Is there such a thing as time dysmorphia? I’m having another of those instances where I feel as if I’m living in three different time periods at once, because of the various things cycling through my life as I write. Like Billy Pilgrim, I feel as if I’ve become unstuck in time… but, thankfully, with less trauma as a result. (Well, so I hope, at least; check in with me in a couple of months to see.)

Almost all of this is work-related to some degree. The part that isn’t is The Now, because… well, that’s where we actually all are. The Now is the everyday and everything that entails, from the to-do lists at the job to the simple tasks of eating, sleeping, and making sure everyone else in the house — human and otherwise — does the same thing. That’s the easy part; it’s the things that are happening right in front of your face that you can’t get by, and just need to take care of.

Then, there’s what’s happening three weeks from now as I write: a trip to New York for New York Comic Con, and everything that’s happening there. It’s the biggest show of the year, and the busiest, too (especially after how strange San Diego Comic-Con turned out to be this year; this one, at least, has celebrities and studios that have had the time to work their way around the strikes), and I already know some — but not all — of what I’ll be up to for it. Meetings and emails and plans are happening, and it’s easy to slip forward into that as if it’s already there.

And then, there’s what’s happening a week after I get back from New York: a three week trip back to the UK, which is also currently in the planning stages. I’m booking flights to multiple places at once, hotels and places to stay at multiple places, trying to work out when and where I’m going to be, and why: who to see, who to talk to… It’s overwhelming and dizzying to try to keep track of. (The potential interviewees are also dizzying in their own right.) Time is a flat circle, as the show and resulting joke had it, but it’s a concept I’m beginning to see the appeal of.
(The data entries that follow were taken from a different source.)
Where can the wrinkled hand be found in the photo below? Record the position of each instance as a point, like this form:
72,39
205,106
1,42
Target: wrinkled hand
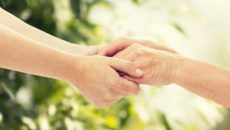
123,43
159,67
101,84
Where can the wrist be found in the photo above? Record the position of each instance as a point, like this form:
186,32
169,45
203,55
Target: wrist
72,67
178,69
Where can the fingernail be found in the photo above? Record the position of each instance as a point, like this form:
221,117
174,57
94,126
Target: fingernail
139,72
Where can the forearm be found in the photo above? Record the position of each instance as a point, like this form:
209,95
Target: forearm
205,79
25,55
42,37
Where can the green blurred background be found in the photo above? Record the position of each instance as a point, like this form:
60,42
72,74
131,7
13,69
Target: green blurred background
198,29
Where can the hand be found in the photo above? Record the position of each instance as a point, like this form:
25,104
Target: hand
100,83
123,43
159,67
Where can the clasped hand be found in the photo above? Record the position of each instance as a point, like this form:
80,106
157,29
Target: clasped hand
120,67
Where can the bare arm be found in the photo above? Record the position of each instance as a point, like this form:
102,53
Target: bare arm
20,53
161,67
21,27
25,55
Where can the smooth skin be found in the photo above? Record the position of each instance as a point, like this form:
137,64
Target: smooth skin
94,76
163,66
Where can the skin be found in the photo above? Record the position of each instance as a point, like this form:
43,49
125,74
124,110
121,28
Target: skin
96,77
28,31
164,67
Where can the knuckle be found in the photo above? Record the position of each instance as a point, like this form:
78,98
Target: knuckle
140,52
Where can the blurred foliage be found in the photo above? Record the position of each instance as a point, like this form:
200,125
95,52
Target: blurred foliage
34,103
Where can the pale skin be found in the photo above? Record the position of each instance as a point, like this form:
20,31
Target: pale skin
163,66
94,76
26,49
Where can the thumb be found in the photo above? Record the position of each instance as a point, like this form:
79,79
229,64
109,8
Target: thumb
126,67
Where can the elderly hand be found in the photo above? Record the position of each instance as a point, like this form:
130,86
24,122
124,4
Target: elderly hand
100,83
123,43
159,67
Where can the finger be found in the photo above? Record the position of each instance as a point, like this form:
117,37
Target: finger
127,87
107,103
114,48
126,67
132,79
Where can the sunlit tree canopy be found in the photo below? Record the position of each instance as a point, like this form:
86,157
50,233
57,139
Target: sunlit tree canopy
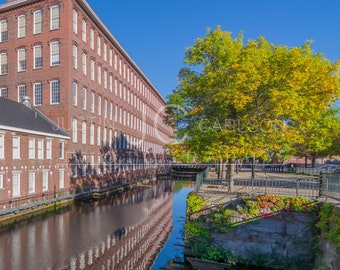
238,99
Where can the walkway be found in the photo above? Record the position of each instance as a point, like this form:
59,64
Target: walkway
284,184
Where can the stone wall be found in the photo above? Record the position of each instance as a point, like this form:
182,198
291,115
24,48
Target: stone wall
283,241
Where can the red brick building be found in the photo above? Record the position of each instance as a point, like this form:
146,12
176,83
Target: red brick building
60,54
32,153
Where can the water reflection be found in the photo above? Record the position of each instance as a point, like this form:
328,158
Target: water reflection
122,232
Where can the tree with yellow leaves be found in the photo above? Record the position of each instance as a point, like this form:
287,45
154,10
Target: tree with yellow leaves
254,99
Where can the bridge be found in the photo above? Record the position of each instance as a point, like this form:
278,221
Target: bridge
257,181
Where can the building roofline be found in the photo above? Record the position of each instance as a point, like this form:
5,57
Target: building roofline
88,9
33,132
102,26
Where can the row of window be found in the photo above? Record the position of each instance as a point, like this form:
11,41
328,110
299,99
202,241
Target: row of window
16,181
37,58
105,136
37,148
103,49
37,23
108,165
37,92
120,115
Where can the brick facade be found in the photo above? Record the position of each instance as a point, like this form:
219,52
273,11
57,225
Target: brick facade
87,71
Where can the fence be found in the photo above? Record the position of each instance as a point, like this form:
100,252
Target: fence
330,186
22,203
310,187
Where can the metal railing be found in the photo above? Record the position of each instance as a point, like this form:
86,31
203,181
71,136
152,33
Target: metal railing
330,186
31,201
303,187
325,185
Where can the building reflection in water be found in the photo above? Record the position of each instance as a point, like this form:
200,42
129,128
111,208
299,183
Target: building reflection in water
123,232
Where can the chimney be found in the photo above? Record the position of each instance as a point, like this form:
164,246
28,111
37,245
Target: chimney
26,101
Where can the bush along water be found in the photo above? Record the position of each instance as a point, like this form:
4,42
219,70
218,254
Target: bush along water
329,223
204,222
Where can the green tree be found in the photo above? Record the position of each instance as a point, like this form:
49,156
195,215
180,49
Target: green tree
242,100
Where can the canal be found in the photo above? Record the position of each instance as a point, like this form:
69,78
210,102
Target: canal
137,229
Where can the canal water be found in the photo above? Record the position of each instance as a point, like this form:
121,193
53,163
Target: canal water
138,229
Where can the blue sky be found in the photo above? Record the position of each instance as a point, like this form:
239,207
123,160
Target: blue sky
155,33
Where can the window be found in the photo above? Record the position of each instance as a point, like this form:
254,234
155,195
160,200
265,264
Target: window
75,56
55,92
37,51
61,178
104,136
99,45
83,30
45,180
21,92
105,108
105,52
75,21
92,134
21,26
40,149
16,147
84,63
92,69
2,146
74,130
92,39
116,87
1,180
61,149
105,78
98,135
74,166
55,53
111,83
55,17
37,22
31,148
98,164
99,105
110,57
99,71
37,94
3,31
83,99
92,165
83,133
31,182
74,94
111,110
115,61
83,166
4,92
21,60
16,184
49,149
92,102
3,64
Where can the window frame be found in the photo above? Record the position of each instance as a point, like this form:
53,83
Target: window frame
54,92
36,23
55,17
22,26
3,63
3,30
37,49
54,53
22,63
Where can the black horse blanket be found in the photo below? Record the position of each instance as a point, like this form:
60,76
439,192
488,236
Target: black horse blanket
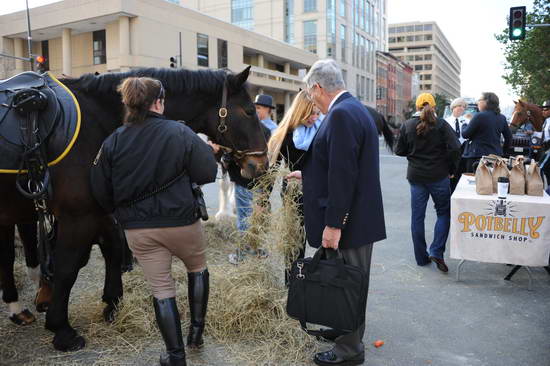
59,123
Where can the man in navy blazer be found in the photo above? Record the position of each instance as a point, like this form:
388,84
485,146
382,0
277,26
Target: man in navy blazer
341,184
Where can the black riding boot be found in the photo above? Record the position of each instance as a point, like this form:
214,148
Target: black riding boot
198,287
168,320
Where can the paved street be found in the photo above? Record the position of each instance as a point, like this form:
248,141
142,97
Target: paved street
423,316
427,318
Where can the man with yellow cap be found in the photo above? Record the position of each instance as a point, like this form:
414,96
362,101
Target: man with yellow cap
433,151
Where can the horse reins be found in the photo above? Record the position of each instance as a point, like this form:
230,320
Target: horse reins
222,128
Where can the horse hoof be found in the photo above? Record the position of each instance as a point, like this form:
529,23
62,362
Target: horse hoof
68,341
42,307
109,313
23,318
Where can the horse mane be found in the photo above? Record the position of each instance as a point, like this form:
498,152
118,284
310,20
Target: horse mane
181,81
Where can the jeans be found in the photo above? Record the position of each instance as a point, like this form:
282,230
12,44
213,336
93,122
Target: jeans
441,195
243,201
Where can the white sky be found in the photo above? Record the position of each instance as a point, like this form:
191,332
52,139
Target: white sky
469,25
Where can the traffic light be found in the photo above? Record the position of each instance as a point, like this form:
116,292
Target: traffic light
517,22
173,62
41,63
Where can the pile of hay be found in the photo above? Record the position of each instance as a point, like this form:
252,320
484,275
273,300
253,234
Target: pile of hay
246,311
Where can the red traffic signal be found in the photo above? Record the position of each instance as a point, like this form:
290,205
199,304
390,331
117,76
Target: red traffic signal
41,63
517,22
173,62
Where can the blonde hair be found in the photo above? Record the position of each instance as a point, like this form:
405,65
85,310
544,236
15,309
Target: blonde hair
297,114
428,119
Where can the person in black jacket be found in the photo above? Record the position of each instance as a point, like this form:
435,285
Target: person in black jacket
143,172
289,144
484,131
433,152
343,206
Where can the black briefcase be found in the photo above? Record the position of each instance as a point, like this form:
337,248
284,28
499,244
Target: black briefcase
327,292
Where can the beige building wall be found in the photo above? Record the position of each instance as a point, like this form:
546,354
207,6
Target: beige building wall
146,33
425,47
269,20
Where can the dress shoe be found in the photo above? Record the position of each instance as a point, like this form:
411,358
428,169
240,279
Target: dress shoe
440,264
330,358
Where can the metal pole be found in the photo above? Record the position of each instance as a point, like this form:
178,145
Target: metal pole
29,36
181,60
16,57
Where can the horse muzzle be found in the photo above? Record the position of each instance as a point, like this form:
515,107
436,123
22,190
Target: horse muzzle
254,166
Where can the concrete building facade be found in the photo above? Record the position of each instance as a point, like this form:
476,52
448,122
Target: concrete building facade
426,48
393,86
350,31
82,36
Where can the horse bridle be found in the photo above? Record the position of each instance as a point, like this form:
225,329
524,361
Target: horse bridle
222,128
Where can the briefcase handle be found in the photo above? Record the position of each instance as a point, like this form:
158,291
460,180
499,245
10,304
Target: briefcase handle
322,253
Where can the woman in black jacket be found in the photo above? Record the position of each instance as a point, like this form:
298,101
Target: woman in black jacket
484,131
433,152
144,173
290,143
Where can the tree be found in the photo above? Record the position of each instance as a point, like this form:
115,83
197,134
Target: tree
441,101
528,61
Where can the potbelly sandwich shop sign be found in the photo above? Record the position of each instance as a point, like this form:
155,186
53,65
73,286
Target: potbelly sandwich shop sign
500,231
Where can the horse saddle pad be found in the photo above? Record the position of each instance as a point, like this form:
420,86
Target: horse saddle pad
58,123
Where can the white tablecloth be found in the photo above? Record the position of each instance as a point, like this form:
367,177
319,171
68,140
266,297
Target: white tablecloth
486,229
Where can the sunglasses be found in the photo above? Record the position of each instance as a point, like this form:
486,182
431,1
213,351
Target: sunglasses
161,91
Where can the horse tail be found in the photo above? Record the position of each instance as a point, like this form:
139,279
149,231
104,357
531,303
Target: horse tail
386,132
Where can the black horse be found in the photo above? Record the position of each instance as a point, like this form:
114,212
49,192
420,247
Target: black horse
215,103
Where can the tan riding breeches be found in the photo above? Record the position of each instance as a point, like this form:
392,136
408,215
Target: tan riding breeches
154,249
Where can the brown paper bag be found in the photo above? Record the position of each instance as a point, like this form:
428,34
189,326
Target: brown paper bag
500,170
533,180
484,182
517,176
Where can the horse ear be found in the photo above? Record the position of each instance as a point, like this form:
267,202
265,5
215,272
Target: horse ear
239,79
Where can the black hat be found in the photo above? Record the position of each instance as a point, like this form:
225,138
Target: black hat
265,100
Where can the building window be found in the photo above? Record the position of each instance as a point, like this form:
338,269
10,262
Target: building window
342,8
331,28
46,54
343,42
242,13
310,5
222,53
202,49
310,36
289,21
358,87
99,47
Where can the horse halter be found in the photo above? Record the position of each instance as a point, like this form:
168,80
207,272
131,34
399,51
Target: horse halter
222,128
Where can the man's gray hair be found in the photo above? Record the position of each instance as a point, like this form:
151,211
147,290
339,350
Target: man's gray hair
326,73
458,102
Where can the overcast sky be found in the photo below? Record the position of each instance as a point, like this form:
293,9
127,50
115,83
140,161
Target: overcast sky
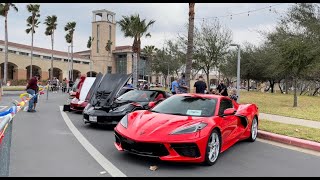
170,20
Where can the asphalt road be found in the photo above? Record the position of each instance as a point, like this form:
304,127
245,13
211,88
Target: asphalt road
42,145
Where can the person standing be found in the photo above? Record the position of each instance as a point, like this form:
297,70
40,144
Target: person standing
183,88
222,89
174,86
32,88
200,86
233,94
64,85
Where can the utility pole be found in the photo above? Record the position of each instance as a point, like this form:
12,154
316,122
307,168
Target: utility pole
135,70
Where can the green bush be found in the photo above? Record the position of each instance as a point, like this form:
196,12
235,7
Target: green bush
21,82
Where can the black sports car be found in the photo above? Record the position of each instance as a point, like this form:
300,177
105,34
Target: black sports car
102,101
128,102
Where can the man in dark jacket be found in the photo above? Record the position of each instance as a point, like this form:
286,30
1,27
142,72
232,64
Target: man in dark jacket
223,90
32,89
200,86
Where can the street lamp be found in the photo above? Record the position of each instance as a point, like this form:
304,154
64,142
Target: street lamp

The strangest thing about this is, I actually have something approaching downtime before all this happens, but it doesn’t feel like it: there’s so much planning and conversation about what’s coming that the actual downtime, the weekends off, the theoretical relaxation, doesn’t feel real. All the time I should be savoring because things are about to be crazy, I spend thinking about the planning that hasn’t been done yet.

By the time I get to mid-November, I might have lost my mind. But at least I’ll be back in one piece again.